Pojawia się coraz więcej szczegółów dotyczących wtorkowego incydentu, w który zamieszana była Naomi Campbell. Przypomnijmy, że nowojorska policja poszukiwała modelki po tym, jak ta pobiła swojego kierowcę. Jak wiadomo, Brytyjkę bardzo łatwo wytrącić z równowagi. Możliwe, że tym razem powód jej napadu szału był poważniejszy...
27-letni kierowca limuzyny, Miodrag Mejdina, miał przewieźć modelkę z hotelu Mandarin Oriental na sesję zdjęciową do studia fotograficznego w Queens. Tuż przed mostem Queensboro Campbel zaczęła bić go w tył głowy. Mejdina przejechał jeszcze kilkaset metrów i zatrzymał się dopiero, gdy zobaczył policjanta kierującego ruchem. Spłoszona modelka natychmiast wybiegła z samochodu i zniknęła w tłumie.

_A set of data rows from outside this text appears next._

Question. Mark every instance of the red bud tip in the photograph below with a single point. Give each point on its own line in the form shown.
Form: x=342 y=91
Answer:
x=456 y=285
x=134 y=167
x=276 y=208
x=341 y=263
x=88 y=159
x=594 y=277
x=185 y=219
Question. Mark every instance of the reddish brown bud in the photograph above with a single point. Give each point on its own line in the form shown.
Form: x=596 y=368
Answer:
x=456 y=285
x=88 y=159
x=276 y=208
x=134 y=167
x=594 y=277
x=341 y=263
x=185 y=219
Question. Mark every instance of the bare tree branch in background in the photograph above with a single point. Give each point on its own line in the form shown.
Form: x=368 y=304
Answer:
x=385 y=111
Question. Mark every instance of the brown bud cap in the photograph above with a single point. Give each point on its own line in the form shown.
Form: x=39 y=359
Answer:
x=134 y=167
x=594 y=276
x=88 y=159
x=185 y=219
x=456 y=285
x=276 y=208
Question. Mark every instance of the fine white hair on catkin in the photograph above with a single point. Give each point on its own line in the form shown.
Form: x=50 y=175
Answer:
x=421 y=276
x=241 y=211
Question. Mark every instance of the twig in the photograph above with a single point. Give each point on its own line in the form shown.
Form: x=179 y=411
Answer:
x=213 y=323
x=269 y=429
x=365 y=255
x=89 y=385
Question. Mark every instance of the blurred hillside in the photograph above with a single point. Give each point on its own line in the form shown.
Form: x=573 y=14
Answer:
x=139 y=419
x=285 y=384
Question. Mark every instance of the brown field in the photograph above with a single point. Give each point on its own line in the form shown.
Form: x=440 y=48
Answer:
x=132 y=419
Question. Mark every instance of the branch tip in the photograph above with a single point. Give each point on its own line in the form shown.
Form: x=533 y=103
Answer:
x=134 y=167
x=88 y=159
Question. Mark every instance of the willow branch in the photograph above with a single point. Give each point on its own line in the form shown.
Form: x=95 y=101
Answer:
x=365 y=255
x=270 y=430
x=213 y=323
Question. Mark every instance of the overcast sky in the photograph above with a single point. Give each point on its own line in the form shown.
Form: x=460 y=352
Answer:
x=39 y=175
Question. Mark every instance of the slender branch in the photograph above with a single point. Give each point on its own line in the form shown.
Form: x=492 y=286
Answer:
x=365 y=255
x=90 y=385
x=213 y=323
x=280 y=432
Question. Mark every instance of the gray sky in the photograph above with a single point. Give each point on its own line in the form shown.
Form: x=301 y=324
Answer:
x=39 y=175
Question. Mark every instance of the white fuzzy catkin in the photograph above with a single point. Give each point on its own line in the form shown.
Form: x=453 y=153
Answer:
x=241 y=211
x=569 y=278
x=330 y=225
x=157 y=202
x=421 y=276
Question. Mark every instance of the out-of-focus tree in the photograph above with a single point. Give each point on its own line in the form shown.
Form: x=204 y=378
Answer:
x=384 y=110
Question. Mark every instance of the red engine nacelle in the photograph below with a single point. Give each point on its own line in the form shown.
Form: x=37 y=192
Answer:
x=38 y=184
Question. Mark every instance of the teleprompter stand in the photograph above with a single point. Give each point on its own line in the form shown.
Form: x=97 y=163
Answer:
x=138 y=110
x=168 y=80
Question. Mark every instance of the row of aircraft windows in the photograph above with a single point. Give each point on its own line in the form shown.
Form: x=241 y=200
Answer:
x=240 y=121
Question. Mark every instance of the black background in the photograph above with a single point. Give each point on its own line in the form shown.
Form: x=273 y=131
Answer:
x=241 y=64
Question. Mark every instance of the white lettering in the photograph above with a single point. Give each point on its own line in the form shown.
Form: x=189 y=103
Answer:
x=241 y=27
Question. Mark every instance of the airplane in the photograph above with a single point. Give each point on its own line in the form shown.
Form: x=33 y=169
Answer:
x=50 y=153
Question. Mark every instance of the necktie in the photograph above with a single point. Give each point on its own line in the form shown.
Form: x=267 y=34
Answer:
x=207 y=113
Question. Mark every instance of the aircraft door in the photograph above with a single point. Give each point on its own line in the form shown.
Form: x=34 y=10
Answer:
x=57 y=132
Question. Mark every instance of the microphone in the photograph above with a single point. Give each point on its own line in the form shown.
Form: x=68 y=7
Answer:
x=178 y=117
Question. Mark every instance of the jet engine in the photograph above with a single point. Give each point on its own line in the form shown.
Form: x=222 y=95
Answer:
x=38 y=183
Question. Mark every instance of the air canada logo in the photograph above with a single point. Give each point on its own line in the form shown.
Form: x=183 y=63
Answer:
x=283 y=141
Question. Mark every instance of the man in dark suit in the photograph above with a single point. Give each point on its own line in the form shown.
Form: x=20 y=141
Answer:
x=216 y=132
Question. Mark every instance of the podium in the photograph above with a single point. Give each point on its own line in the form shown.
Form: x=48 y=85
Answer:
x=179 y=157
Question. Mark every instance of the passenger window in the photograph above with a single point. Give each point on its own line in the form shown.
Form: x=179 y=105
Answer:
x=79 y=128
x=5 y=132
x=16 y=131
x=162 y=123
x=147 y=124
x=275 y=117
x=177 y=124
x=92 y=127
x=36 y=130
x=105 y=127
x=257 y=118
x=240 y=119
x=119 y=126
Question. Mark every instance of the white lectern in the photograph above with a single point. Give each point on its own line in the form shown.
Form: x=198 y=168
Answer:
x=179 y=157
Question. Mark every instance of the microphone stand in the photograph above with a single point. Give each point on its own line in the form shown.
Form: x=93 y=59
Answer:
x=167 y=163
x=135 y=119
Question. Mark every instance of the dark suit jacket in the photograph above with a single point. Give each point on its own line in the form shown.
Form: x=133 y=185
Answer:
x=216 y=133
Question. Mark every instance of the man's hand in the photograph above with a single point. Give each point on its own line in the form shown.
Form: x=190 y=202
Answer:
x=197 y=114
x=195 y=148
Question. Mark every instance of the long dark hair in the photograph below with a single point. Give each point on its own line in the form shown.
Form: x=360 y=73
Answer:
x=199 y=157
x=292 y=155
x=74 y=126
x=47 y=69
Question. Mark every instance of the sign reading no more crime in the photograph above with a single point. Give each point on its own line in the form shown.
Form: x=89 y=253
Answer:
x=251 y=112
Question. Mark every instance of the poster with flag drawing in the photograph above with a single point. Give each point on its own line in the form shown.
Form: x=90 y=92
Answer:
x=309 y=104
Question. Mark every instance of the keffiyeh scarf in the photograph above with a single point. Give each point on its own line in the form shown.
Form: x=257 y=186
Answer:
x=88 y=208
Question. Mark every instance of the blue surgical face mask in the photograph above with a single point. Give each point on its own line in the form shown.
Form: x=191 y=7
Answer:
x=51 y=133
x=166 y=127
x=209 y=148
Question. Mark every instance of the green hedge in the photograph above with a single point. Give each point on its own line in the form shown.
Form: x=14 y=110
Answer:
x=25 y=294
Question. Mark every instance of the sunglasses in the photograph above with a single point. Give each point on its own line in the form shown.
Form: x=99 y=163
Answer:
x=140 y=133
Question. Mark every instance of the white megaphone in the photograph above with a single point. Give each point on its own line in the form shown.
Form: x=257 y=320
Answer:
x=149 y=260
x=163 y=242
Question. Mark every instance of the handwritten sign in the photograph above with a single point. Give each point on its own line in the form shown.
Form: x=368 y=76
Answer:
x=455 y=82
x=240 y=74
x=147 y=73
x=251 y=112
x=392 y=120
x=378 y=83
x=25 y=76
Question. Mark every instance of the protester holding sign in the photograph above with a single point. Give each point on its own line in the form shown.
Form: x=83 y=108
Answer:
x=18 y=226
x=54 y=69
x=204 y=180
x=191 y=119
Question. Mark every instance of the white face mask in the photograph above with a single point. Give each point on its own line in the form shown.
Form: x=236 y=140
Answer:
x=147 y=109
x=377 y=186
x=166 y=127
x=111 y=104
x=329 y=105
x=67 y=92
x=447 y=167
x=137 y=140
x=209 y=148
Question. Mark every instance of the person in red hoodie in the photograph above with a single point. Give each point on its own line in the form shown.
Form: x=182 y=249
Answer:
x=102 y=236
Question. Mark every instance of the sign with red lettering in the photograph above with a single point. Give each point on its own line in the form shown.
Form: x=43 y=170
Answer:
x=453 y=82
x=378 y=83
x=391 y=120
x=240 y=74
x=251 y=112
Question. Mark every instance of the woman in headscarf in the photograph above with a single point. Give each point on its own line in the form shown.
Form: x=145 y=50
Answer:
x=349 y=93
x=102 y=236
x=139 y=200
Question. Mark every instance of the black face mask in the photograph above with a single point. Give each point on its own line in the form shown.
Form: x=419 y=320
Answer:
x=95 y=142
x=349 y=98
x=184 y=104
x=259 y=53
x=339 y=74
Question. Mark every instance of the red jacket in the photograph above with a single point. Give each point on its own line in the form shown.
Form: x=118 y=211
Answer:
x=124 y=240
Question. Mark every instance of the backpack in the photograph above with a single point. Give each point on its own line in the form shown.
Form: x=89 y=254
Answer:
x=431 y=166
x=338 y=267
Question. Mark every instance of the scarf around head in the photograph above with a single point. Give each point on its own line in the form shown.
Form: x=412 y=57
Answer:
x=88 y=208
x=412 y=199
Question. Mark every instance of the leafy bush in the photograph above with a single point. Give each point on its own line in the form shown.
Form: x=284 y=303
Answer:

New York Daily News dotarł do informatorów, którzy twierdzą, że Naomi wpadła w szał z powodu wydarzenia z zeszłego roku. Ponoć Mejdina został wtedy zatrudniony przez rosyjskiego miliardera i partnera Campbell, Władimira Doronina. Modelka nie mogła się dodzwonić do swojego chłopaka, dlatego zadzwoniła do kierowcy. Ten też nie odebrał telefonu. We wtorek przypomniała sobie tamtą sytuację i wpadła w furię, gdy Miodrag nie chciał jej odpowiedzieć, czy Doronin spał wtedy z innymi kobietami.
Kierowca zdecydował się nie wnosić żadnego oskarżenia, tak więc Naomi nie jest już poszukiwana przez policję i może wyjść z ukrycia. Myślicie, że Mejdina został opłacony przez miliardera, by o niczym nie mówił?
Swoją drogą, warto wspomnieć, że Doronin jest nadal żonaty. Czy to nie znaczy, że Naomi jest (przynajmniej "technicznie") jego kochanką, z którą zdradza swoją żonę?